4. Julian Assange, le journaliste et rédacteur en chef qui a le plus fait pour exposer les tenants et aboutissants des institutions occidentales et leurs plans criminels dans des endroits comme l’Irak et l’Afghanistan, est derrière les barreaux de la prison de haute sécurité de Belmarsh depuis cinq ans. Avant cela, il a passé sept ans, détenu arbitrairement – selon des experts juridiques des Nations Unies – à l’ambassade d’Équateur à Londres, forcé d’y demander l’asile pour persécution politique. Dans le cadre d’un long processus judiciaire, les États-Unis demandent son extradition afin qu’il puisse être enfermé dans un régime de quasi-isolement pendant 175 ans. Et pourtant, il faut croire que ses douze années de détention effective – sans avoir été condamné pour aucun crime – n’ont rien à voir avec le fait qu’en publiant des câbles secrets, Assange a révélé que, derrière des portes closes, l’Occident et ses dirigeants ressemblent et agissent comme des gangsters et des psychopathes, notamment en matière d’affaires étrangères, et non comme les administrateurs d’un ordre mondial bienveillant qu’ils prétendent superviser.

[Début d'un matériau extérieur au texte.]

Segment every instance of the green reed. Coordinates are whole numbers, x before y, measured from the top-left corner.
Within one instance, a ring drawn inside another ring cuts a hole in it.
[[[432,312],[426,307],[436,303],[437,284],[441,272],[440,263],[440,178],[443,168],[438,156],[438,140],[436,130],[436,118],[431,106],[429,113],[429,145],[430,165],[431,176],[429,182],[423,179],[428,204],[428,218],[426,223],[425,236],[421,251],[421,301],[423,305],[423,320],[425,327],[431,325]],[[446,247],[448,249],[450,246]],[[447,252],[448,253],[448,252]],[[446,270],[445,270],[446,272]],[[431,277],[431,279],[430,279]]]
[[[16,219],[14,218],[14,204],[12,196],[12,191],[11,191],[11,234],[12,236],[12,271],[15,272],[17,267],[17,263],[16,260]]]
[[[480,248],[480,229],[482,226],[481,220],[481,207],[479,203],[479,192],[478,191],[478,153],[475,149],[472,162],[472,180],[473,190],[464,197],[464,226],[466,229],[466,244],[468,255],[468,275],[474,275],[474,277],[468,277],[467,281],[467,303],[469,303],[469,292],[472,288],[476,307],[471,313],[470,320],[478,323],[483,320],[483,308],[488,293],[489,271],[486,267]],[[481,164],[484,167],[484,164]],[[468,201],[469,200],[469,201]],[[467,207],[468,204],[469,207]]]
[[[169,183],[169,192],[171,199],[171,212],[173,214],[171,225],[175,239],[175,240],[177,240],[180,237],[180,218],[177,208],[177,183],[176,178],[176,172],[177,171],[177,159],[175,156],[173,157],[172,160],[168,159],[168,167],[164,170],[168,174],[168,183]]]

Les documents divulgués publiés par Assange montrent des dirigeants occidentaux prêts à détruire des sociétés entières afin de favoriser la domination des ressources occidentales et leur propre enrichissement, et désireux de manier les mensonges les plus scandaleux pour atteindre leurs objectifs. Ils n’ont aucun intérêt à défendre la valeur supposée chérie de la liberté de la presse, sauf lorsque cette liberté est utilisée comme une arme contre ses ennemis.

Nous devons croire que les dirigeants occidentaux veulent sincèrement que les journalistes agissent comme des gardiens, comme un contrôle de leur pouvoir, même lorsqu’ils harcèlent à mort le journaliste qui a créé une plateforme de dénonciation, Wikileaks, pour faire exactement cela. (Assange a déjà subi un accident vasculaire cérébral à la suite de l’effort de plus d’une décennie pour se battre pour sa liberté.)

Nous devons croire que l’Occident offrira à Assange un procès équitable, alors que les États mêmes qui conspirent dans son emprisonnement – et dans le cas de la CIA, dans son assassinat planifié – sont ceux qu’il a dénoncés pour avoir participé à des crimes de guerre et au terrorisme d’État. Nous devons croire qu’ils suivent un processus légal, et non une persécution, en redéfinissant leurs efforts pour apporter transparence et responsabilité dans les affaires internationales comme un crime d’espionnage.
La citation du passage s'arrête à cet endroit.